In this eighth sermon in a long series reflecting on the ways this Fellowship’s documents frame our purpose, vision, mission, and commitments, we take up the fourth bullet point of our mission statement, which reads:
It is the mission of the Unitarian Universalist fellowship of Waynesboro to: build our fellowship into an essential resource for liberal religion in the Valley by providing for the spiritual development of adults and children.
And there’s that pesky word “spiritual.” This portion of our mission gives us a reason for doing and something to do. The reason: to build our fellowship into an essential resource for liberal religion in the valley. The action: providing for the spiritual development of adults and children.
Though it is not our main focus this morning, the reason given is important. It is outward focused. Rather than merely focused on taking care of ourselves and our own, this point sets its sights on the Shenandoah Valley, our larger neighborhood. It is also expansive in that it presents our Fellowship as one locus of liberal or progressive religious thought and action in this area, and not as the only locus of religious and spiritual liberalism and progressivism. We may be in a unique position of having fewer internal struggles against reactionary forces than some religious bodies around us, but we are, nevertheless, not the only game in town. We rightly should see ourselves as a resource, a spring of fresh water serving all who would drink, rather than a fortress aimed at protecting what is ours against hostile forces of conservatism and reactionism.
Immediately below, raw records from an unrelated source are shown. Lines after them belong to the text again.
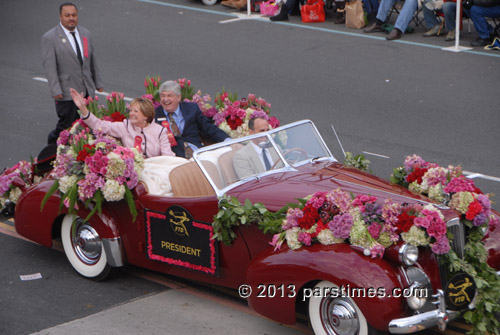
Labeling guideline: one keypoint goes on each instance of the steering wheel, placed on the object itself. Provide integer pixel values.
(301, 156)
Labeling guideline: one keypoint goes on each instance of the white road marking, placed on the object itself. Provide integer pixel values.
(104, 94)
(373, 154)
(480, 175)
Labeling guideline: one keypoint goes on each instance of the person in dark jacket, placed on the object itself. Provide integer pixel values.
(185, 120)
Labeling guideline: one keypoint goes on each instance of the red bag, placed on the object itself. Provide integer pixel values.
(313, 11)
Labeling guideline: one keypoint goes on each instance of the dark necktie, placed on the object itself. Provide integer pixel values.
(78, 52)
(173, 125)
(267, 164)
(188, 152)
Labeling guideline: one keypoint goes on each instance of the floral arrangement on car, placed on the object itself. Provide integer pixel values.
(338, 217)
(91, 167)
(450, 187)
(335, 217)
(229, 113)
(446, 185)
(21, 172)
(233, 114)
(114, 111)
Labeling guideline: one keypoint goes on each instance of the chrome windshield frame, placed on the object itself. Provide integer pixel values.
(287, 167)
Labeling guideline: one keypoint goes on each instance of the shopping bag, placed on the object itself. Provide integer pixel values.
(354, 15)
(269, 8)
(313, 11)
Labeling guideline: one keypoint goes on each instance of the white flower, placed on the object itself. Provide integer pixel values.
(15, 194)
(415, 236)
(116, 166)
(292, 236)
(66, 182)
(113, 191)
(326, 237)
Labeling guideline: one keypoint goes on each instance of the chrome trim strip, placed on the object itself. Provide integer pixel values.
(438, 317)
(419, 322)
(114, 251)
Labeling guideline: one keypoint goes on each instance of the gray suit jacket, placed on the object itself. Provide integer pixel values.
(62, 67)
(247, 162)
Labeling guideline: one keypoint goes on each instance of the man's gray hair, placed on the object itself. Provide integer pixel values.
(171, 86)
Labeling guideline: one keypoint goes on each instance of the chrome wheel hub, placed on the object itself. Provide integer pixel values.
(339, 317)
(86, 242)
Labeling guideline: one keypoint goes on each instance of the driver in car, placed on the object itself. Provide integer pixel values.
(254, 158)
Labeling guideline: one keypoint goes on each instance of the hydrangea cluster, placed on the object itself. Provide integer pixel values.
(8, 191)
(440, 184)
(95, 166)
(336, 217)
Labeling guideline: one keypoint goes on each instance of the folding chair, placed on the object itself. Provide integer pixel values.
(415, 19)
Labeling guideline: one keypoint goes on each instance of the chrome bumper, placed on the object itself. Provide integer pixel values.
(438, 317)
(114, 251)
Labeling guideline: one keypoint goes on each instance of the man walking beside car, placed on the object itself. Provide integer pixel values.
(69, 61)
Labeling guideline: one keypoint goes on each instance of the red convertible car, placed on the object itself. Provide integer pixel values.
(173, 232)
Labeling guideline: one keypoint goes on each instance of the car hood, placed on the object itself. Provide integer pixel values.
(278, 189)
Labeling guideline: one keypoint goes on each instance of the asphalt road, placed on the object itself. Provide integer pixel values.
(388, 98)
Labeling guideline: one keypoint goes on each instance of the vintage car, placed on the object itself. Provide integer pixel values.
(172, 234)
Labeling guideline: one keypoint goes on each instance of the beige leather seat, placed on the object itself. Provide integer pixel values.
(188, 180)
(226, 167)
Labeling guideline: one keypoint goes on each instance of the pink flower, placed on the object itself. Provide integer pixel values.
(442, 246)
(460, 184)
(276, 242)
(305, 238)
(374, 230)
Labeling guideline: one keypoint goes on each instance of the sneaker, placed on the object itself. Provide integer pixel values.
(432, 32)
(481, 42)
(450, 36)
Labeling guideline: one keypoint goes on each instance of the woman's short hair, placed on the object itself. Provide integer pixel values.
(170, 86)
(146, 108)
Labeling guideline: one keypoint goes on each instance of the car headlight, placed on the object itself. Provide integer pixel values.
(408, 254)
(416, 297)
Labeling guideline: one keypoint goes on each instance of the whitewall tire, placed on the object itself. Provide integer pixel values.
(331, 315)
(83, 248)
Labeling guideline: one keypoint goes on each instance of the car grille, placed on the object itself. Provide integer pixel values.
(457, 244)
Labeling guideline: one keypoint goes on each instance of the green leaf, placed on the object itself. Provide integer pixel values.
(51, 191)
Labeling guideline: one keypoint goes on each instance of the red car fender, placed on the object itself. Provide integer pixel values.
(37, 225)
(340, 264)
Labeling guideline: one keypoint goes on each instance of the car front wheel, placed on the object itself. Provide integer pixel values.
(83, 248)
(331, 314)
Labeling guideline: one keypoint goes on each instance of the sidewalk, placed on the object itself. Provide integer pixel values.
(170, 312)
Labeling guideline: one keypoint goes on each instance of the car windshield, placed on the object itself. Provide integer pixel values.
(236, 161)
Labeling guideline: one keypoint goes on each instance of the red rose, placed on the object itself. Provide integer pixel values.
(405, 222)
(474, 209)
(117, 117)
(309, 218)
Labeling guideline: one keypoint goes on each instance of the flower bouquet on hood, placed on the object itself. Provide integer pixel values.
(115, 110)
(91, 168)
(22, 172)
(446, 185)
(233, 114)
(336, 217)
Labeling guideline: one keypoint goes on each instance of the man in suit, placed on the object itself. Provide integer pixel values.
(185, 120)
(252, 159)
(69, 61)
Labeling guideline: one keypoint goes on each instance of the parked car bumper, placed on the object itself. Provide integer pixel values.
(438, 317)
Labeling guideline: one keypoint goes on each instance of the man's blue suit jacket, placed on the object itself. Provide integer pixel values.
(196, 125)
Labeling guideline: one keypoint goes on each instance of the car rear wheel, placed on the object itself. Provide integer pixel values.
(83, 248)
(332, 315)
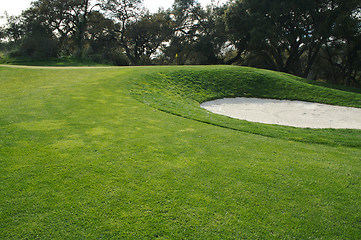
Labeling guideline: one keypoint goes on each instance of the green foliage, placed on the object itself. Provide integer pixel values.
(80, 158)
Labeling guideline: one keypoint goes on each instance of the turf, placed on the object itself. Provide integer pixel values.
(92, 154)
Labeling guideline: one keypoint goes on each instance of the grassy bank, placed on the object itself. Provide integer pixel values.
(87, 154)
(180, 91)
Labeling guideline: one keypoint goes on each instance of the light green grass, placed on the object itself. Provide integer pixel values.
(82, 157)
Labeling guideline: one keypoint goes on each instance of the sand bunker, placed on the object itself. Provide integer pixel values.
(288, 113)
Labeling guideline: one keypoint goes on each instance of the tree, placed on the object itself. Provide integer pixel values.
(287, 34)
(198, 33)
(147, 35)
(123, 13)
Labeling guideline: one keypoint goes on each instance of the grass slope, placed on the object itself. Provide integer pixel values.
(181, 90)
(80, 158)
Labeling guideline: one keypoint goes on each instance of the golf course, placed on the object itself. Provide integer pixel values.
(128, 153)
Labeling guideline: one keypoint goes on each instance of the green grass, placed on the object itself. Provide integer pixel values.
(82, 157)
(181, 90)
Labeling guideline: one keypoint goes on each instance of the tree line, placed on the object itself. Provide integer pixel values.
(315, 39)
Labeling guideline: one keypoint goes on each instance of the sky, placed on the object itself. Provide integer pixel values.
(15, 7)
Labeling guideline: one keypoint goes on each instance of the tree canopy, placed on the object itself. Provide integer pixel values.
(314, 39)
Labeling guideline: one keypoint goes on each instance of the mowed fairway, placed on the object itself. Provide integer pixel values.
(84, 156)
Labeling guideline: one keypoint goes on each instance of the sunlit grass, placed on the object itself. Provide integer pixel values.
(81, 158)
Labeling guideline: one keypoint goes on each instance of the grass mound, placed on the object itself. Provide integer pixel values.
(80, 158)
(180, 91)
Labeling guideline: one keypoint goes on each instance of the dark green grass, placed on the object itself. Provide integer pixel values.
(80, 158)
(181, 90)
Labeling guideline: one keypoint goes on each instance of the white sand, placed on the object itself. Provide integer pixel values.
(285, 112)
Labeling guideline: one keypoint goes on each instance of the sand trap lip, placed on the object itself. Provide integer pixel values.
(287, 113)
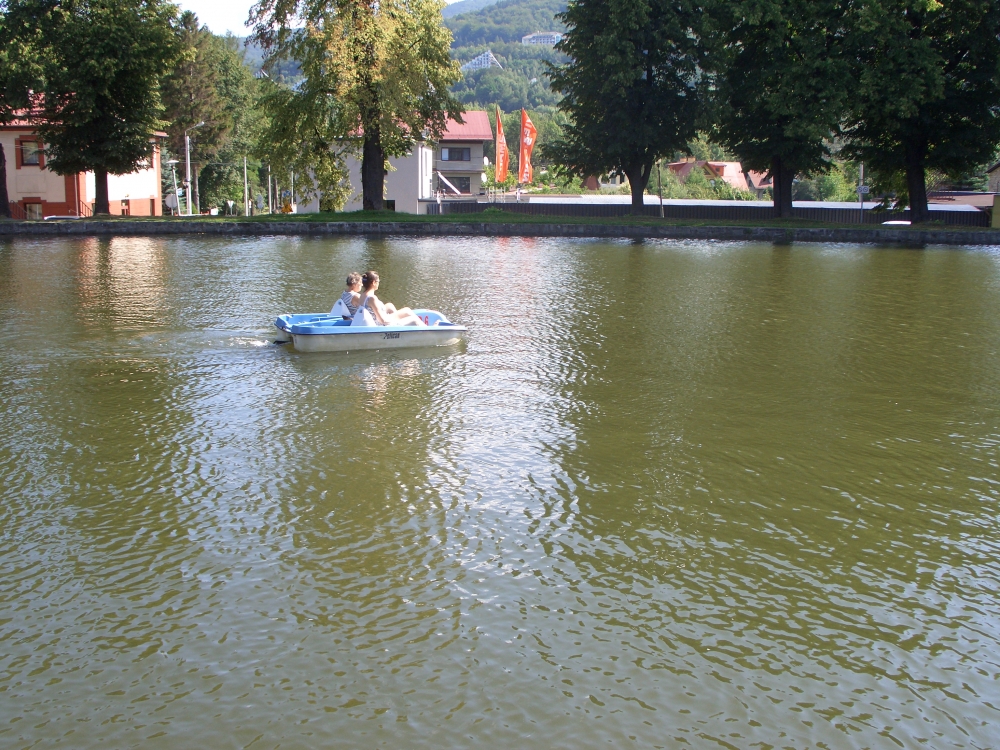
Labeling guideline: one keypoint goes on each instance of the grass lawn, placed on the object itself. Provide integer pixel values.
(501, 217)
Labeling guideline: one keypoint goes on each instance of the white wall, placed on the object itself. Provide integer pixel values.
(28, 181)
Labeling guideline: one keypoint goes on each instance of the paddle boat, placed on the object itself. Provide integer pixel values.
(333, 333)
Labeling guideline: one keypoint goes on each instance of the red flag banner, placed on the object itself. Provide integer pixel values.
(528, 134)
(503, 155)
This mission focus is about pouring ourselves out for the growth and betterment of the whole region rather than for ourselves, primarily.
So how does our mission statement direct us to work toward this goal? By “providing for the spiritual development of adults and children.” We specify adults AND children because it is too easy for adults in this room to concentrate on ourselves rather than seeing the children in their programs next door – or this summer on the lawn – as two different groups with us focused on our own needs and interests here and seeing the children as an afterthought, sometimes, rather than an integral part of this community.
But what does the phrase “spiritual development” mean for us? Development suggests that there is a natural progression. We speak of childhood development to say that childhood is a process, from less developed to more developed, in which an infant grows and becomes able, in proper progression, to hold their head up, babble, crawl, walk, speak, develop a personality that enables their interaction with those around them, and learn, grow, and mature. Sometimes, something happens to make it difficult or impossible to move through the full progression with east. But we understand progress through the stages to be normal and desirable.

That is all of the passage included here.